Gli operatori del settore hanno avuto tempo a sufficienza per dimostrare con i fatti che pensano non solo al successo commerciale e alle entrate pubblicitarie, ma anche ai benefici per gli utenti della strada e gli abitanti. È quindi giunto il momento che il legislatore rivendichi gli standard di qualità necessari e faccia in modo che:

a. il settore pubblico disponga della sovranità dell'informazione e possa imporre il routing in base alla propria strategia e

b. provveda a un aggiornamento tempestivo. I cantoni e i comuni nonché le associazioni del traffico motorizzato e non vanno adeguatamente coinvolti nei lavori di rettifica del routing.

Antrag des Bundesrates

Il Consiglio federale propone di respingere la mozione.

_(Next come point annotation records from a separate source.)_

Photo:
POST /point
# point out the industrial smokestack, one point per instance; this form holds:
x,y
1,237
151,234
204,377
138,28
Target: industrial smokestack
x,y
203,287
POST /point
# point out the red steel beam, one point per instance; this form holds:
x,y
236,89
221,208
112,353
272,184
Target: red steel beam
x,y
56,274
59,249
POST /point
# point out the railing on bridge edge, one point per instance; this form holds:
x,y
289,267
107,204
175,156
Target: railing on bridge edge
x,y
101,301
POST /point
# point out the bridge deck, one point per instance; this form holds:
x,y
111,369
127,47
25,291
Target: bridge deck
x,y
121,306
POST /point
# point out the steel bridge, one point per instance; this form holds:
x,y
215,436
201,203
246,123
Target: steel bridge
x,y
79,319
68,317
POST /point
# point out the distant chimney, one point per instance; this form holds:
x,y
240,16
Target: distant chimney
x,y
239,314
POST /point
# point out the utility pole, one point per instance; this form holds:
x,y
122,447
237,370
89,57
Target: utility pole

Stellungnahme des Bundesrates

Negli ultimi anni le possibilità tecniche nel settore della navigazione stradale sono evolute molto rapidamente: gli smartphone offrono oggi numerose nuove opzioni (p. es. social network come Facebook o applicazioni crowdsourcing come Waze), andando così a sostituire gli apparecchi destinati esclusivamente alla navigazione. Le possibilità di influenzare la scelta dell'itinerario sono quindi molto limitate e possono essere facilmente aggirate grazie ai mezzi tecnici.

Le autorità competenti hanno invece la possibilità, mediante apposita segnaletica, di chiudere integralmente o parzialmente al traffico percorsi inadeguati. Il Consiglio federale non ritiene pertanto necessario influenzare il routing attraverso i navigatori.

I bollettini sulla viabilità hanno comunque unicamente carattere informale. Nella circolazione stradale i conducenti devono sempre comportarsi in modo tale da non essere di ostacolo né di pericolo agli altri utenti che usano la strada conformemente alle norme stabilite (art. 26 cpv. 1 della legge federale del 19 dicembre 1958 sulla circolazione stradale; RS 741.01). Essi devono rispettare le disposizioni specifiche, come ad esempio un "divieto di circolazione con servizio a domicilio permesso", anche se il navigatore o lo smartphone "raccomandano" tale itinerario. I navigatori o gli apparecchi che offrono funzioni analoghe (p. es. gli smartphone) sono quindi solo un ausilio al servizio del conducente.

A livello nazionale, il progetto Architettura di sistema Svizzera (SA-CH) in ambito stradale costituirà tra l'altro uno strumento di raccolta e diffusione delle informazioni sulla viabilità, nei cui preparativi confluiscono i risultati e le raccomandazioni principali dello studio VSS 2006/904 pubblicato nell'agosto del 2010. Queste e altre informazioni servono agli operatori del settore trasporti per poter offrire servizi di navigazione affidabili. A tal fine sono necessarie banche dati centrali, contenenti dati della Confederazione, dei cantoni e dei comuni.

A livello internazionale, infine, la Svizzera coordina i propri lavori in materia di gestione del traffico con l'Unione europea. Allo scopo di organizzare lo scambio reciproco di dati riguardanti la circolazione stradale, fornitori di servizi di navigazione e autorità di tutta Europa hanno creato la piattaforma "Traffic Management 2.0", a cui la Svizzera collabora attivamente.

Il Consiglio federale propone di respingere la mozione.